Delay once the deceased and/or claimant were aware of their right to bring a claim
    1. The judge dealt with sub-section (e) by referring back to what he had said when considering sub-section (a). The defendants complain that this is a separate consideration. Sub-section (a) deals with the length of and reasons for the delay and sub-section (e) deals with the extent to which a claimant has acted reasonably and promptly once aware of the possibility of bringing a claim. Mr Turton argues the judge had not in fact dealt with sub-section (e) because he had not addressed the fact that the deceased was advised to consult solicitors in 2008 or to acknowledge that the deceased and the claimant had chosen to delay despite being advised to seek legal advice.
    2. There is some force in this. However, the judge’s view as to the extent to which the deceased and the claimant had acted promptly and reasonably is apparent from the judgment. In my view, the judge ought to have expressly acknowledged that the deceased had been advised to seek legal advice in 2008. However, this was clearly in his mind since he had referred to the letter in which that advice was given.

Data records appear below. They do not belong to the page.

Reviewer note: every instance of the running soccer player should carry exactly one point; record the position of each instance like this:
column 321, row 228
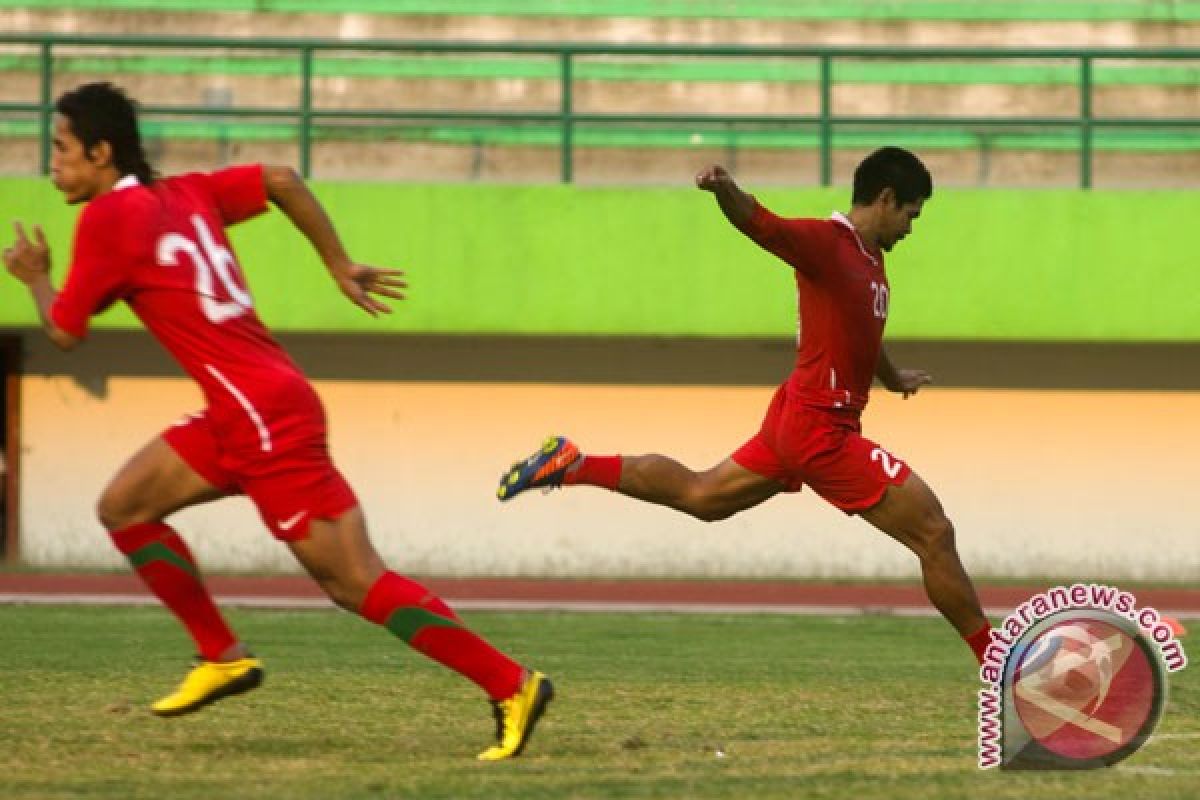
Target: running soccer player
column 811, row 433
column 160, row 246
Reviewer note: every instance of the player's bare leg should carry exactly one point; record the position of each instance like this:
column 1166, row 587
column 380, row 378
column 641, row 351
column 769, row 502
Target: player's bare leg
column 912, row 515
column 711, row 495
column 339, row 554
column 151, row 486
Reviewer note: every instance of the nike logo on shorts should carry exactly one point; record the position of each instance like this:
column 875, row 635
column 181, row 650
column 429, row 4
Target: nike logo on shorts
column 291, row 522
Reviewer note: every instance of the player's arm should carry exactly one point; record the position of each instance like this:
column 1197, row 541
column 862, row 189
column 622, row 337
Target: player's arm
column 361, row 283
column 736, row 205
column 29, row 262
column 796, row 241
column 905, row 382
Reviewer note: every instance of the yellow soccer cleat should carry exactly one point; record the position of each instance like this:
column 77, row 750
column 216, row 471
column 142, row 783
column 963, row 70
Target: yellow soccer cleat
column 516, row 717
column 209, row 681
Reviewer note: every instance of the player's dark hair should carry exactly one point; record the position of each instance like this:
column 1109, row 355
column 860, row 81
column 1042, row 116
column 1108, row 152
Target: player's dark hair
column 893, row 168
column 101, row 112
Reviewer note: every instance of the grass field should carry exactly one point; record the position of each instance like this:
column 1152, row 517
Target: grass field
column 859, row 708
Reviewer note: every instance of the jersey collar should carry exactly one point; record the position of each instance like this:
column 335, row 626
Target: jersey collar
column 126, row 181
column 843, row 220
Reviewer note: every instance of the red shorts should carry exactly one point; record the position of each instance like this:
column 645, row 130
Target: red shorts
column 825, row 449
column 289, row 487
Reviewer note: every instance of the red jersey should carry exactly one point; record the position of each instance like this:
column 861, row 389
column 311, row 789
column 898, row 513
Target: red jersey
column 163, row 251
column 843, row 298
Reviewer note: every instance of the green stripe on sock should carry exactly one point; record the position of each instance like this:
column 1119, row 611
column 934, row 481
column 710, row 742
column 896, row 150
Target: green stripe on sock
column 160, row 552
column 407, row 623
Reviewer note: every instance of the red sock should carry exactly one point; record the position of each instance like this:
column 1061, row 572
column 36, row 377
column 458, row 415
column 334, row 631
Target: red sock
column 162, row 560
column 595, row 470
column 419, row 617
column 979, row 641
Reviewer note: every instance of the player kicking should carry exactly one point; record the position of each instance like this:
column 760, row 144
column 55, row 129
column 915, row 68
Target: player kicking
column 811, row 433
column 160, row 246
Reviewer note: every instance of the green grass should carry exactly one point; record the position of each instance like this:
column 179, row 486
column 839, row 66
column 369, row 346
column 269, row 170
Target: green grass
column 801, row 707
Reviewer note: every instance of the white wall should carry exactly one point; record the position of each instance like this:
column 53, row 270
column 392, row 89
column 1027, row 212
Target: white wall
column 1087, row 485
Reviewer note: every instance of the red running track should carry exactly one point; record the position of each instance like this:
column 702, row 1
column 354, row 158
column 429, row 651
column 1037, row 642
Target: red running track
column 583, row 595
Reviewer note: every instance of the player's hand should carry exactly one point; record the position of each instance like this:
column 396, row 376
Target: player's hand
column 907, row 382
column 364, row 284
column 714, row 178
column 28, row 260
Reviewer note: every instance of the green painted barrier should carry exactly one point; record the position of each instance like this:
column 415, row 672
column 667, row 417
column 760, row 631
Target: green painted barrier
column 1055, row 265
column 915, row 10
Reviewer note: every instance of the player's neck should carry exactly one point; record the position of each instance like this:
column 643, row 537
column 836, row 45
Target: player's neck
column 106, row 179
column 863, row 218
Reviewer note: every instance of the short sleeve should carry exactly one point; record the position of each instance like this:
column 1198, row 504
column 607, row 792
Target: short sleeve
column 803, row 244
column 239, row 192
column 99, row 272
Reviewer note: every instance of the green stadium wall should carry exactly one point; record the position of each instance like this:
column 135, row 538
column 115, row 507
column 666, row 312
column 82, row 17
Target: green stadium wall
column 984, row 265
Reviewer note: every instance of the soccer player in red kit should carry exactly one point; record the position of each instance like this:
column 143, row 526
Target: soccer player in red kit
column 160, row 246
column 811, row 433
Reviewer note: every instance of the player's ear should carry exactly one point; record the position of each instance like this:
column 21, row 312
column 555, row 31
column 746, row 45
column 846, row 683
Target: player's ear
column 101, row 154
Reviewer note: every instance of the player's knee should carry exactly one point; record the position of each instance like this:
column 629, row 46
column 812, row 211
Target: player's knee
column 935, row 535
column 706, row 505
column 114, row 511
column 347, row 591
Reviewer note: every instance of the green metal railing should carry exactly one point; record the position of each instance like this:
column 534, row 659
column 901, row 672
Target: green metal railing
column 305, row 115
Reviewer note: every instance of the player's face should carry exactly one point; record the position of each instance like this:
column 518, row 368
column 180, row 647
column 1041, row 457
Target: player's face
column 898, row 222
column 73, row 173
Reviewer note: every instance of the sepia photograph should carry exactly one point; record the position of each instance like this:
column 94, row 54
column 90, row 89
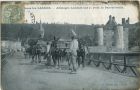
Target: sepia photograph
column 75, row 45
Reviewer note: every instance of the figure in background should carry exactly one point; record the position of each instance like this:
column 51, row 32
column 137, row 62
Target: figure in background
column 54, row 51
column 73, row 50
column 81, row 55
column 47, row 54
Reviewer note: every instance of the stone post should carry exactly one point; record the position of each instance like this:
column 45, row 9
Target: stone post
column 100, row 36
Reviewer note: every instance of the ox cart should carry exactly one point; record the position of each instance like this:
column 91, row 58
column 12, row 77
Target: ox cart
column 120, row 62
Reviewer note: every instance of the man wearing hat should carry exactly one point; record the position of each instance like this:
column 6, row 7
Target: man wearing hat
column 73, row 50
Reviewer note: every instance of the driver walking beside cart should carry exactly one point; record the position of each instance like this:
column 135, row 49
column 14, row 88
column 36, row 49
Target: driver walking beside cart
column 73, row 50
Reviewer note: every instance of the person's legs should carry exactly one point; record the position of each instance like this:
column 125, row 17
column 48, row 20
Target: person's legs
column 74, row 62
column 78, row 60
column 83, row 60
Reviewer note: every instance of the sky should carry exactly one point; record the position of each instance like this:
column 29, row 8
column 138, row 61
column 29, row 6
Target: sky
column 80, row 14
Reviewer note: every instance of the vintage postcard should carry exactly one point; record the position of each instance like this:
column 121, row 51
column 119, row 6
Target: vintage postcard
column 70, row 45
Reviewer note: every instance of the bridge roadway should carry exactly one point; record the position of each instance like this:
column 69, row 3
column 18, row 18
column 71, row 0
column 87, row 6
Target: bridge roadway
column 20, row 74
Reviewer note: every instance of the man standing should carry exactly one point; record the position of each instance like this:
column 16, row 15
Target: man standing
column 73, row 50
column 47, row 54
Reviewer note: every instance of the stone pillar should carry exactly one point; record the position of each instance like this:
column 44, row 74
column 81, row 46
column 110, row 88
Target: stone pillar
column 119, row 37
column 100, row 36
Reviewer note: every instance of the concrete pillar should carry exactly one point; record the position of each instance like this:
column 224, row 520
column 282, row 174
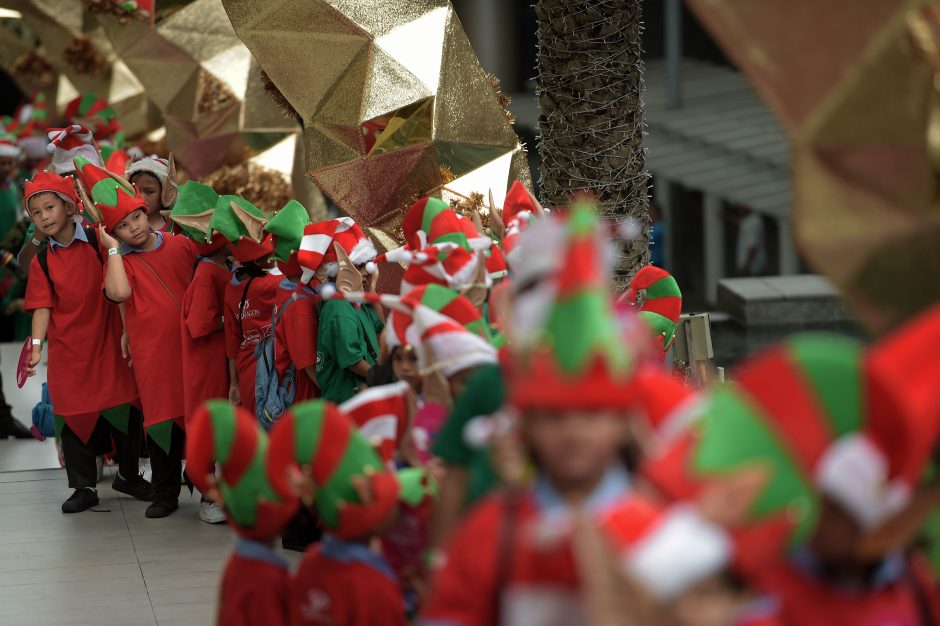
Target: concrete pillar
column 714, row 235
column 789, row 260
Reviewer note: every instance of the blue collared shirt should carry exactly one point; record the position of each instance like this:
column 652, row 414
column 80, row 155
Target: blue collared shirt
column 127, row 249
column 257, row 551
column 79, row 235
column 354, row 552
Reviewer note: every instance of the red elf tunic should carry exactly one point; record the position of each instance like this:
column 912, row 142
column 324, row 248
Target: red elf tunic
column 344, row 582
column 295, row 338
column 534, row 582
column 152, row 316
column 205, row 368
column 255, row 587
column 244, row 329
column 86, row 371
column 903, row 594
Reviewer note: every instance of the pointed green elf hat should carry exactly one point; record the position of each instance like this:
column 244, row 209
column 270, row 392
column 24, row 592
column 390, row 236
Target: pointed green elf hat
column 223, row 436
column 318, row 436
column 576, row 357
column 287, row 227
column 194, row 208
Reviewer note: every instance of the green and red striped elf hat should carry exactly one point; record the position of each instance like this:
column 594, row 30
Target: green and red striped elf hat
column 287, row 228
column 662, row 305
column 823, row 418
column 230, row 437
column 113, row 197
column 573, row 355
column 317, row 437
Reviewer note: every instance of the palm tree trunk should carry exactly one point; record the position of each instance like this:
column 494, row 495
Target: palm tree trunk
column 591, row 125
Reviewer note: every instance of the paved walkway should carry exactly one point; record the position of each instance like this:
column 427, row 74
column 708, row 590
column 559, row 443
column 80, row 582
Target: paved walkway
column 114, row 567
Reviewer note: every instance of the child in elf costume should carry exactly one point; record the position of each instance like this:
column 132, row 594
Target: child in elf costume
column 149, row 273
column 255, row 589
column 205, row 366
column 847, row 433
column 347, row 340
column 299, row 248
column 90, row 385
column 316, row 451
column 572, row 382
column 156, row 180
column 250, row 295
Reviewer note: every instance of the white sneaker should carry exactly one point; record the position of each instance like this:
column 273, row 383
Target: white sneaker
column 211, row 513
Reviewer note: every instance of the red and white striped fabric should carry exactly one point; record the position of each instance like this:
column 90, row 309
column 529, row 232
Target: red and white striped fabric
column 314, row 245
column 68, row 143
column 354, row 242
column 455, row 348
column 381, row 415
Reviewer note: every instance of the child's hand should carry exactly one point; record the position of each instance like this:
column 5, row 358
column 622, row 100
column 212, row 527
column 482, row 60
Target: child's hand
column 15, row 306
column 126, row 348
column 34, row 358
column 106, row 240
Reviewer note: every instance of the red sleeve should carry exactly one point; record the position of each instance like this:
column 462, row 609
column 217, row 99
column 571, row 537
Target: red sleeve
column 38, row 290
column 204, row 311
column 300, row 331
column 462, row 590
column 232, row 338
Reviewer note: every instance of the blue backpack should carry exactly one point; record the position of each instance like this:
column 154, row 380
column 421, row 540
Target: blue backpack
column 274, row 393
column 43, row 417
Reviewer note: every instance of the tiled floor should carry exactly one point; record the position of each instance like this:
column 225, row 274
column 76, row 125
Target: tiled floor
column 113, row 567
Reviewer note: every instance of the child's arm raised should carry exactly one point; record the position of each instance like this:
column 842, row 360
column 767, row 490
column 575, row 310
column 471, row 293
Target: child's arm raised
column 116, row 286
column 40, row 326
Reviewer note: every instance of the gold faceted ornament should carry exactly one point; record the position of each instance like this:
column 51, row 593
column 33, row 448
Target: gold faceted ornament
column 203, row 80
column 392, row 99
column 75, row 44
column 855, row 83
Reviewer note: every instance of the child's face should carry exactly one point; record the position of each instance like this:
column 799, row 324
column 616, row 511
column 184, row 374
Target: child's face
column 150, row 190
column 405, row 367
column 50, row 213
column 7, row 167
column 575, row 448
column 133, row 229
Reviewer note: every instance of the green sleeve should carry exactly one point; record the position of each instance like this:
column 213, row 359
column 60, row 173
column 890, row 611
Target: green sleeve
column 483, row 396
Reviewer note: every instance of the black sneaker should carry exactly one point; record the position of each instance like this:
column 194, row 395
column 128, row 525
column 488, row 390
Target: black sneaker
column 162, row 508
column 80, row 500
column 136, row 487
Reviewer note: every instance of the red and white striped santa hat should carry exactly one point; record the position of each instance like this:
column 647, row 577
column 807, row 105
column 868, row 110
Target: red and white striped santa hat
column 68, row 143
column 315, row 244
column 381, row 414
column 455, row 348
column 354, row 242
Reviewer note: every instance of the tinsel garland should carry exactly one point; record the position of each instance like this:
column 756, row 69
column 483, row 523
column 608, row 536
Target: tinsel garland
column 263, row 187
column 34, row 68
column 590, row 83
column 84, row 58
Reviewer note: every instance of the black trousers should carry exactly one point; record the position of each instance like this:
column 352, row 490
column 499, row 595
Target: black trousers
column 167, row 467
column 80, row 457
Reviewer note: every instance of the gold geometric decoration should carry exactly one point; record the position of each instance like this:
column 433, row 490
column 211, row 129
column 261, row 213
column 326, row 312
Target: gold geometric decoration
column 203, row 80
column 389, row 92
column 75, row 44
column 855, row 83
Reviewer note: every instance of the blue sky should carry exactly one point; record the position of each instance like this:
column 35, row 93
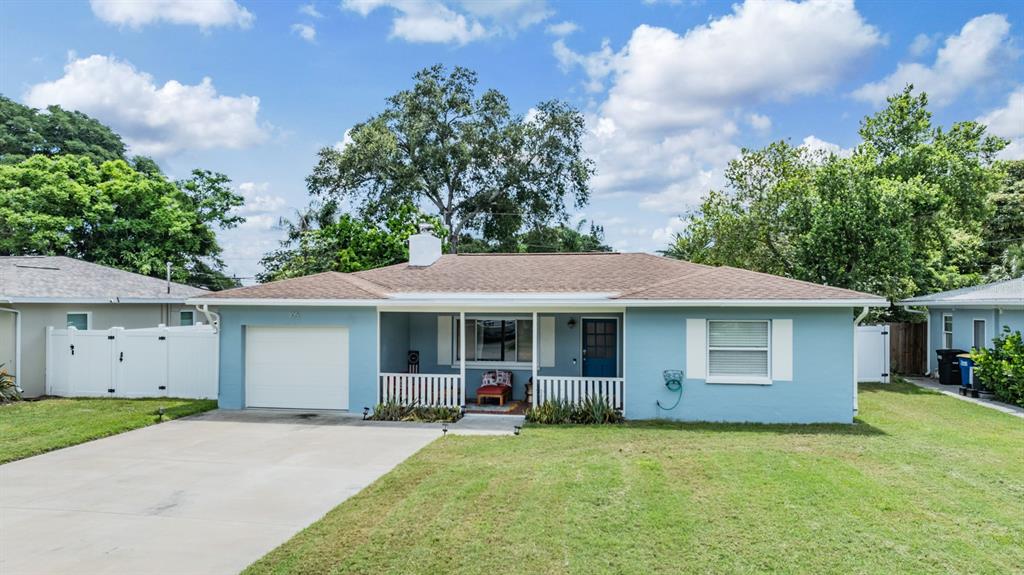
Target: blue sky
column 671, row 90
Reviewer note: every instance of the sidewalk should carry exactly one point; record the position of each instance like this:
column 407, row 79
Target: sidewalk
column 953, row 391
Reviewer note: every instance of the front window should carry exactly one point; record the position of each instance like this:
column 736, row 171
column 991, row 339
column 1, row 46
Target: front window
column 737, row 351
column 78, row 319
column 509, row 341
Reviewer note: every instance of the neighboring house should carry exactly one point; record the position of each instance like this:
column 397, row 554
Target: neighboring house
column 754, row 347
column 971, row 317
column 37, row 292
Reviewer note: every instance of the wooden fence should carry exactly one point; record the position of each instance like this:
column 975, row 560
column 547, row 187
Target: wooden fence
column 908, row 348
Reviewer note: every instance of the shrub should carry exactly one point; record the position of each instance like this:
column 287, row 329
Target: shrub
column 394, row 411
column 1000, row 369
column 591, row 410
column 8, row 391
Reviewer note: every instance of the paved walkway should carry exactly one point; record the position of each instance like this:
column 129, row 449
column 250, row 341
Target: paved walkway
column 202, row 495
column 953, row 391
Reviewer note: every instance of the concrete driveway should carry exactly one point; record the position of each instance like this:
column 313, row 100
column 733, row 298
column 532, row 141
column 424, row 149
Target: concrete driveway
column 206, row 494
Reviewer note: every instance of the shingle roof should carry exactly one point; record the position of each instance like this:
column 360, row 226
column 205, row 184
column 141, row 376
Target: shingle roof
column 611, row 275
column 1010, row 292
column 57, row 277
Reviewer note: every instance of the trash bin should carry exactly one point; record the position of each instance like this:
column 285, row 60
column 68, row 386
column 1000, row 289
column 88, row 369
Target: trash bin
column 967, row 373
column 949, row 366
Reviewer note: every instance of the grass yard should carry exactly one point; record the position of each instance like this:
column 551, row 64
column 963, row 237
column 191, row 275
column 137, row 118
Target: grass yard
column 923, row 484
column 30, row 428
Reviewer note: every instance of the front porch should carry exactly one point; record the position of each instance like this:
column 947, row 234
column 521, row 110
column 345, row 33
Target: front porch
column 440, row 357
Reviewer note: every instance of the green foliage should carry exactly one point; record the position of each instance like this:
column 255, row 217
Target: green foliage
column 1004, row 232
column 393, row 411
column 484, row 169
column 8, row 391
column 903, row 216
column 592, row 410
column 1000, row 368
column 113, row 215
column 26, row 132
column 322, row 239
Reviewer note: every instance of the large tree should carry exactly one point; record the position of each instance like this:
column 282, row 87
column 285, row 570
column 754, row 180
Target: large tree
column 323, row 238
column 903, row 216
column 26, row 131
column 115, row 215
column 467, row 158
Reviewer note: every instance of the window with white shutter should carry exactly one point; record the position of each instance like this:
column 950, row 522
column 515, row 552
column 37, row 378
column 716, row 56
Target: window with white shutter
column 738, row 351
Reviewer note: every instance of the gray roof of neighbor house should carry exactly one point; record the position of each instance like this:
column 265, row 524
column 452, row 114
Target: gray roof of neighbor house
column 592, row 276
column 1009, row 292
column 56, row 278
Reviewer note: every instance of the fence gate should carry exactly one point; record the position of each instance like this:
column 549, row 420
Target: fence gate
column 872, row 353
column 119, row 362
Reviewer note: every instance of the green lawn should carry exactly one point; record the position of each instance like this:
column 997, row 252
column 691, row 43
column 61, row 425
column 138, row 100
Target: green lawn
column 924, row 483
column 30, row 428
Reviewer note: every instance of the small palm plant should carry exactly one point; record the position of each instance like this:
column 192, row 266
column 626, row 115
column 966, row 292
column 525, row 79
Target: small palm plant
column 8, row 391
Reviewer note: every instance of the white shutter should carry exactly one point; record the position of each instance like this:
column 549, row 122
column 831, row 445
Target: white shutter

    3. It has to be said that the deceased was not prompt in seeking advice. However, the judge had determined that he acted reasonably. His finding about the claimant was that she had instructed solicitors a month after the inquest and that thereafter the matter was in the hands of the solicitors. He was entitled then to find that she had acted promptly and reasonably.
    4. Using McCombe LJ’s analogy, if the judge’s treatment of sub-section (e) represents a ‘shaky brick’, it is certainly not an unsound foundation stone.
The seeking of legal or medical advice
    1. Similar points may be made in relation to sub-section (f). While the judge could have spelled out his analysis of this factor more clearly, it is clear when his judgment is read as a whole that, having heard the claimant’s evidence, the judge accepted her explanations for not seeking legal advice at an earlier stage. In human terms, he thought their approach was understandable and reasonable and therefore should not count against them.
The exercise of discretion
  1. The foundation stones on which the judge exercised his discretion were those set out at paragraph 22 above. He arrived at findings that the delay was understandable and excusable, and that the defendant’s position had not materially changed since 2008. I have concluded that those findings were properly open to the judge.
  2. It is true that the judge might have expressed himself more clearly in relation to other matters. However, I consider that the judgment adequately deals with the relevant considerations. Having found that the delay on the claimant’s side after the date of knowledge did not affect the strength of the defence and that it was excusable delay, it cannot realistically be argued that the judge was wrong to conclude that it was equitable to allow the action to proceed.
  3. In the circumstances, I find that it would be inappropriate to interfere with the judge’s exercise of the broad and unfettered discretion under s.33.
  4. It follows that this appeal will be dismissed.